Monday, February 20, 2012

Windows authentication using SingleSignOn within J2EE/.net application


Today I am going to write about Windows authentication using SingleSignOn method with-in j2EE and asp.net applications. Hope you will enjoy.

Consider the scenario where you are developing a web application, which can be used with-in an organization (Intranet environment) and also in Would Wide Web (Internet environment). Both the environments, application business logic would be. The only key difference would be, the authentication mechanism used among these two applications.

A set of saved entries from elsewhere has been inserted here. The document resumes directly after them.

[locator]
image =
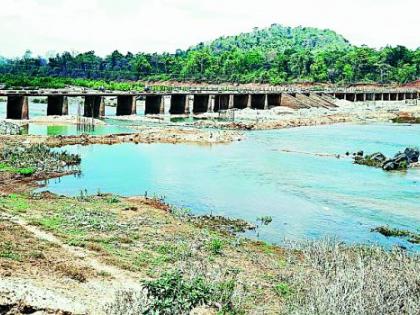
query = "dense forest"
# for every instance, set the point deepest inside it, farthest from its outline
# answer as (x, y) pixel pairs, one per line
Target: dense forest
(273, 55)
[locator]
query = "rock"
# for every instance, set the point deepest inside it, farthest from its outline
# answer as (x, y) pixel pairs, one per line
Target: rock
(412, 154)
(8, 128)
(378, 157)
(401, 161)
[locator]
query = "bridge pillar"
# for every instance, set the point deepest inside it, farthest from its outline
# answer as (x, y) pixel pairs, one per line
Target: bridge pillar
(241, 101)
(258, 101)
(212, 100)
(166, 110)
(201, 103)
(58, 105)
(17, 107)
(222, 102)
(178, 104)
(126, 105)
(153, 104)
(274, 100)
(231, 101)
(94, 106)
(188, 107)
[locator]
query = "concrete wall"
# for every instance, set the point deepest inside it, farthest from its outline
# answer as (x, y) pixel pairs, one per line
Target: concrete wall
(274, 100)
(200, 104)
(57, 105)
(153, 104)
(126, 105)
(240, 101)
(17, 107)
(258, 101)
(94, 106)
(178, 104)
(221, 102)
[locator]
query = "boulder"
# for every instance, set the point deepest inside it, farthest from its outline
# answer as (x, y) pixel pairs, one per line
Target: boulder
(378, 157)
(412, 154)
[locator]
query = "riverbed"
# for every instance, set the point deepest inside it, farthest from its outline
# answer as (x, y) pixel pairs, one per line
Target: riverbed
(308, 196)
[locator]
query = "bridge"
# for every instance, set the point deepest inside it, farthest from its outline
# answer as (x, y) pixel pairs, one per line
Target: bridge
(189, 102)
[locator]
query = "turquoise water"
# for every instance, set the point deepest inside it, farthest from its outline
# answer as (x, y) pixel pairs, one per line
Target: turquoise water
(39, 109)
(307, 196)
(69, 130)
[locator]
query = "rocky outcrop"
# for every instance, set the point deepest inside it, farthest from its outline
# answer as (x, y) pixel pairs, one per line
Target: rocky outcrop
(8, 128)
(401, 161)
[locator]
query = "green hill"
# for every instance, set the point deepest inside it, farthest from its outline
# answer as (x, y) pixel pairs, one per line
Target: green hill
(278, 38)
(274, 55)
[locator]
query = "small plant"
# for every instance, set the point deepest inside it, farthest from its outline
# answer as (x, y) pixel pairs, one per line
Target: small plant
(265, 220)
(216, 246)
(282, 289)
(7, 252)
(172, 293)
(113, 200)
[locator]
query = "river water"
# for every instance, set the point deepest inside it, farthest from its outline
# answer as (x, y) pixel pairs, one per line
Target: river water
(307, 196)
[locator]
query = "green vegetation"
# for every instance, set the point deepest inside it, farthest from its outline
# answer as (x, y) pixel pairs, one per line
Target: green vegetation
(265, 220)
(7, 251)
(174, 294)
(25, 171)
(215, 246)
(27, 160)
(274, 55)
(283, 289)
(393, 232)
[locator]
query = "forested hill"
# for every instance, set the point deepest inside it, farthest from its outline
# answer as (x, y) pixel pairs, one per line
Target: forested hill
(278, 38)
(274, 55)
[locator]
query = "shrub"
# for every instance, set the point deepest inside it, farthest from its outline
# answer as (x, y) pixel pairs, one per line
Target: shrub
(215, 246)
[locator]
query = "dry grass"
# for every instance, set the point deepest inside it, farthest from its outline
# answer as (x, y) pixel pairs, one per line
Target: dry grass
(323, 277)
(338, 279)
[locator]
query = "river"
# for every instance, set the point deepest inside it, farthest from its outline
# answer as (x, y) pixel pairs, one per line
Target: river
(308, 196)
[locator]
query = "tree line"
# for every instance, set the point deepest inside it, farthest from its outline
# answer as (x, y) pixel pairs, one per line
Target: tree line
(276, 55)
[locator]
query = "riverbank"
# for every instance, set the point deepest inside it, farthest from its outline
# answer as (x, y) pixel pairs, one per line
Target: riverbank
(283, 117)
(107, 254)
(147, 135)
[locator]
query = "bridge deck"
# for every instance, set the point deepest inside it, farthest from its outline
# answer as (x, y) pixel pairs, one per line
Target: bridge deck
(193, 92)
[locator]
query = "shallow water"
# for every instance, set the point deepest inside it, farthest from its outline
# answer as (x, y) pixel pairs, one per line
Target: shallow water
(69, 130)
(307, 196)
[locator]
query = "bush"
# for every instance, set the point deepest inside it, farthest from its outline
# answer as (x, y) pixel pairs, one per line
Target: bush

With in Internet environment, we may end up with displaying login page, where need to get the username and password from user and the same will to be validated in backend. Once authentication successful, we would be invoking application page.

Incase of Intranet environment, we know that the request is coming from trusted domain.  Hence we can go with Windows authentication using SingleSignOn option, to not to prompt username and password to login the application. Here, we can read the login username using windows shell script and set password can be set as some unique text and we can click the login submit button using java script. If request contains the password mentioned in html/jsp, we can consider request is intranet users, So we can consider the request as valid one, BUT we should check the username is correct and has correct privilege to access the application.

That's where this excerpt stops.